Prime Minister Manmohan Singh and Congress president Sonia Gandhi addressed a rally in Kashmir on Tuesday, a day after heavily-armed militants killed eight soldiers in the deadliest attack in Srinagar for five years.
Singh was to be accompanied by Sonia Gandhi for a two-day visit in which he will inspect major infrastructure projects and inaugurate part of a railway line to connect north and south Kashmir.
More than a dozen armed rebel groups have been fighting Indian forces since 1989 for Kashmir's independence or its merger with Pakistan and tens of thousands of people, mostly civilians have died in the fighting.
Mohammed Afzal Guru's execution, carried out in Delhi's Tihar Jail without first informing his family, triggered widespread protests in Kashmir where many doubted his guilt.
Much of Kashmir has since been put under curfew repeatedly while protests and strikes have disrupted daily life.
Police and paramilitary forces have been deployed in strength across the region ahead of Singh's visit, with additional check points along major highways.
Eight soldiers were killed and 13 others were wounded, a police official said on condition of anonymity.
The militants, travelling by motorbike, opened fire on the army vehicles which were en route to a nearby base, before lobbing a grenade at one of them, police sources said.
Hizbul Mujahideen, a local pro-Pakistan militant, group claimed responsibility.
The three main separatist groups have called for a strike on Tuesday to protest against Singh's visit.
"This is a protest against the forcible military occupation of Kashmir and we want to give the Indian prime minister this message that by hanging Afzal Guru, New Delhi has sent the entire Kashmiri people to the cross," Syed Ali Geelani, a top separatist leader, said in a statement.
Officials say a few dozen youths have been detained in police stations to "prevent protests" during the visit, although separatist leaders put the figure at hundreds.
It was the deadliest attack on security forces since July 2008 when a landmine killed nine soldiers on a bus on the outskirts of Srinagar.

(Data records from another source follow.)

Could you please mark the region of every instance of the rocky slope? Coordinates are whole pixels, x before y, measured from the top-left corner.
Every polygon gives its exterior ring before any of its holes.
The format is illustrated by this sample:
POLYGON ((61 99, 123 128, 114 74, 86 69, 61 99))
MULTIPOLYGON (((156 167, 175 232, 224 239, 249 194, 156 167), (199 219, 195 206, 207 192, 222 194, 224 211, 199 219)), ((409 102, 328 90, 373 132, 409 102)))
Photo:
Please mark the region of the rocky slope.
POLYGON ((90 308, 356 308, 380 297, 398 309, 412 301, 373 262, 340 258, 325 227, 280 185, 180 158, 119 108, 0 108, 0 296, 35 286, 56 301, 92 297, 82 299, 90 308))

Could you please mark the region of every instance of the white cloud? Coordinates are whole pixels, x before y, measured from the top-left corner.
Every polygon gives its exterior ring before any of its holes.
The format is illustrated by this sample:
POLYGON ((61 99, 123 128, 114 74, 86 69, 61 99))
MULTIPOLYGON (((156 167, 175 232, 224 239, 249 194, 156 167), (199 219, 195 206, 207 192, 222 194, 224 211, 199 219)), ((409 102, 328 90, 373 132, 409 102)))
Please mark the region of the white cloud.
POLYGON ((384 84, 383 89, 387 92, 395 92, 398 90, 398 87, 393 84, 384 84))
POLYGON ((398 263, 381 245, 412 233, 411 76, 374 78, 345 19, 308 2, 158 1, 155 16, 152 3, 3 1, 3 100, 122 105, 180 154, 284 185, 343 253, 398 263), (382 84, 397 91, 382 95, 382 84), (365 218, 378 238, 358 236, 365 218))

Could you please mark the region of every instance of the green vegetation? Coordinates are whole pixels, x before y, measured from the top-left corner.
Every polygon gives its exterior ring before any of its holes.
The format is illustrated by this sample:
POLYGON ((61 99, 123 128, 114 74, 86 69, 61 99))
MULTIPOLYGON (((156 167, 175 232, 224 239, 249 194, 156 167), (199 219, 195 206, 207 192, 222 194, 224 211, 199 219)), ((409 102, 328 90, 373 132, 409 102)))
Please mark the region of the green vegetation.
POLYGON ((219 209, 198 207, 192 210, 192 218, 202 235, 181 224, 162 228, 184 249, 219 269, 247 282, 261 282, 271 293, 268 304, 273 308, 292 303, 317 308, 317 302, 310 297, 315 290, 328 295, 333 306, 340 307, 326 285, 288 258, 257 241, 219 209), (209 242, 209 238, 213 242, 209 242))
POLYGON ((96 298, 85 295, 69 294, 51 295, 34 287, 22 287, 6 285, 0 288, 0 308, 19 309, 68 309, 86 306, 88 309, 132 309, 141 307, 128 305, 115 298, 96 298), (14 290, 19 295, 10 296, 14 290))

Chief minister Omar Abdullah was among those who condemned Monday's attack, saying it was "aimed at restoring the shattered morale of the militants".
Abdullah is an ally of Singh but has criticised the Delhi government for showing what he regards as a lack of political will to resolve the underlying tensions here.
"The Kashmir issue needs to be addressed politically. Economic packages are not a solution to the issue nor can it be found on the point of a gun," Abdullah said recently.
In an editorial on the eve of the visit, the local Kashmir Reader daily said the security measures put in place during the visit "only proves to be a reminder of broken promises".
Singh is expected to review a federally funded reconstruction package he had announced nine years back after taking office for his first term.
He will also inaugurate part of an ambitious project expected to link the landlocked Kashmir valley with the massive Indian railway network by 2018.
During a visit in 2009, Singh inaugurated another section of the rail link and also reiterated his commitment to an economic reconstruction package worth around $4 billion.
Officials in the local government say only about only 40% of the allocated resources have been used so far.